Ce n’est que bien plus tard que Bouddha rencontra par hasard et successivement un vieil homme, un moribond ainsi qu’un trépassé. Horrifié par le fragile fil que représentait la vie, il se fit ascète et décida d’arpenter le pays afin de prêcher la sagesse. Après des années, il parvint à atteindre l’Illumination, et devint le Bouddha. En ce qui le concerne, on le nomma aussi l’Éveillé, car sa sagesse réussit à l’extirper du sommeil de l’ignorance, débarrassé de tous les doutes, de tous les vices. Il fut porteur d’une paix infinie et prodigua sa philosophie à ses disciples jusqu’à sa mort.
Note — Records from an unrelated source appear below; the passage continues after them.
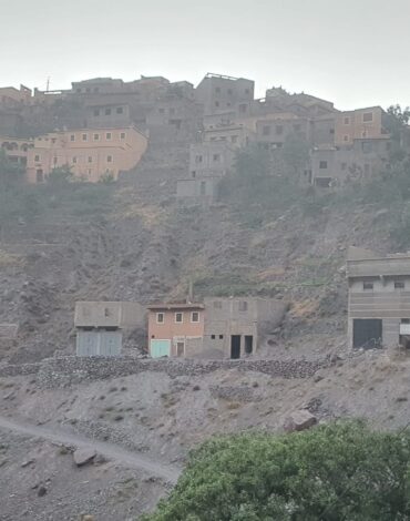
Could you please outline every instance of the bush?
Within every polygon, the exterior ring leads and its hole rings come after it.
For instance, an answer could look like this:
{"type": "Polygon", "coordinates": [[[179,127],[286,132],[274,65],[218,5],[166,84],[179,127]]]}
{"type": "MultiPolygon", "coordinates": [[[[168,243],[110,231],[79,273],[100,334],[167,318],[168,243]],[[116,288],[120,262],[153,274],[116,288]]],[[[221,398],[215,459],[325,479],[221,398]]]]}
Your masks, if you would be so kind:
{"type": "Polygon", "coordinates": [[[216,437],[145,521],[409,519],[410,437],[361,422],[216,437]]]}

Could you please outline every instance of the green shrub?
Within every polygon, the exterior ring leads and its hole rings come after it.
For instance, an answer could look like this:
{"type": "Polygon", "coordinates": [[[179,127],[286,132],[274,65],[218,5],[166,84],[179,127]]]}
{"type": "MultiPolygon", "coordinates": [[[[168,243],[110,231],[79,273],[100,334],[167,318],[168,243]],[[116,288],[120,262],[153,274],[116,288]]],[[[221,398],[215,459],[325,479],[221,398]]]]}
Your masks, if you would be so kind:
{"type": "Polygon", "coordinates": [[[361,422],[242,433],[192,452],[145,521],[392,521],[410,515],[410,437],[361,422]]]}

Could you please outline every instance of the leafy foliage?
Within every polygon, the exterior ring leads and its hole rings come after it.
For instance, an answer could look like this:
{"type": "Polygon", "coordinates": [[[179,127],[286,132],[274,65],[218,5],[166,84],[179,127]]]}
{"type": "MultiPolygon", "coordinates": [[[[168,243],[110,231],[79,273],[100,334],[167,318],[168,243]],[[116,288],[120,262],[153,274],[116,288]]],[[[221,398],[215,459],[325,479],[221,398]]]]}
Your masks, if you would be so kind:
{"type": "Polygon", "coordinates": [[[410,437],[335,422],[216,437],[145,521],[391,521],[410,515],[410,437]]]}

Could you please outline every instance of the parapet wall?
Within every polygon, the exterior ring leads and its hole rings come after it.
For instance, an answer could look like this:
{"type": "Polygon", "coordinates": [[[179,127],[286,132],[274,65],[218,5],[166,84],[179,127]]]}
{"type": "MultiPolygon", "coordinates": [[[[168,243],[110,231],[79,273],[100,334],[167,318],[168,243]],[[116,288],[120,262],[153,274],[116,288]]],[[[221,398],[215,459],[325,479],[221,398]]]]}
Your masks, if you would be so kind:
{"type": "Polygon", "coordinates": [[[331,365],[322,360],[180,360],[135,358],[49,358],[37,364],[8,365],[0,367],[1,377],[35,375],[39,386],[44,388],[68,387],[92,380],[119,378],[145,371],[165,372],[170,377],[201,376],[218,369],[257,371],[281,378],[309,378],[316,371],[331,365]]]}

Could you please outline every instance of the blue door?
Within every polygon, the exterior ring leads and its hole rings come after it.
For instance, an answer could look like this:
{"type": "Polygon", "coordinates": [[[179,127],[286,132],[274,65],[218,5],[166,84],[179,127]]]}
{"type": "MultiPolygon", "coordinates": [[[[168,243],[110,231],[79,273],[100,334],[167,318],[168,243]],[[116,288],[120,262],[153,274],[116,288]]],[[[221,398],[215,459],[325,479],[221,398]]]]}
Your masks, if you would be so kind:
{"type": "Polygon", "coordinates": [[[171,340],[151,340],[150,353],[152,358],[171,356],[171,340]]]}

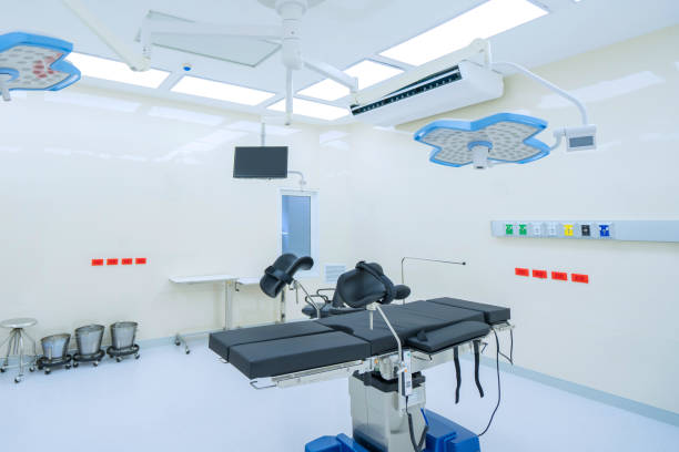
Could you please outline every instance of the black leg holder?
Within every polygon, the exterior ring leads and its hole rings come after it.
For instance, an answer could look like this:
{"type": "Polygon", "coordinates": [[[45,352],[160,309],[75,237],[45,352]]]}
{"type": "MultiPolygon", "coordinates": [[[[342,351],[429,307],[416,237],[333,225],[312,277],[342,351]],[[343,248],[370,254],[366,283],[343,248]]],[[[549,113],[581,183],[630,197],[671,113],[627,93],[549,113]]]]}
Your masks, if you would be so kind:
{"type": "Polygon", "coordinates": [[[457,347],[453,348],[453,360],[455,361],[455,379],[457,380],[457,386],[455,387],[455,403],[459,403],[459,387],[462,384],[462,376],[459,370],[459,351],[457,347]]]}
{"type": "Polygon", "coordinates": [[[478,366],[480,363],[480,353],[478,352],[480,346],[480,341],[474,341],[474,380],[476,380],[476,388],[478,388],[478,393],[480,397],[484,397],[484,388],[480,386],[480,380],[478,378],[478,366]]]}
Bouddha est spécial dans le sens où il est le dernier avatar sous lequel Vishnou se matérialisa dans le monde des hommes.

Il demeure néanmoins un dernier avatar : Kalki, la fin. Cette incarnation n’a pas encore eu lieu mais est inscrite dans les livres sacrés. Elle se produira lorsque l’âge de Bronze, à savoir notre âge, prendra fin. Alors, Vishnou juché sur son destrier blanc, Kalki, et brandissant une épée de flammes arrivera sur la Terre à l’instar d’une comète, et punira les âmes damnées et brisera les démons. Il mettra fin au monde tel que nous le connaissons, et de ses cendres fumantes s’élèvera un monde nouveau, qui inaugurera une nouvelle ère de paix.

Ainsi s’achève l’histoire des dix avatars de Vishnou, le protecteur.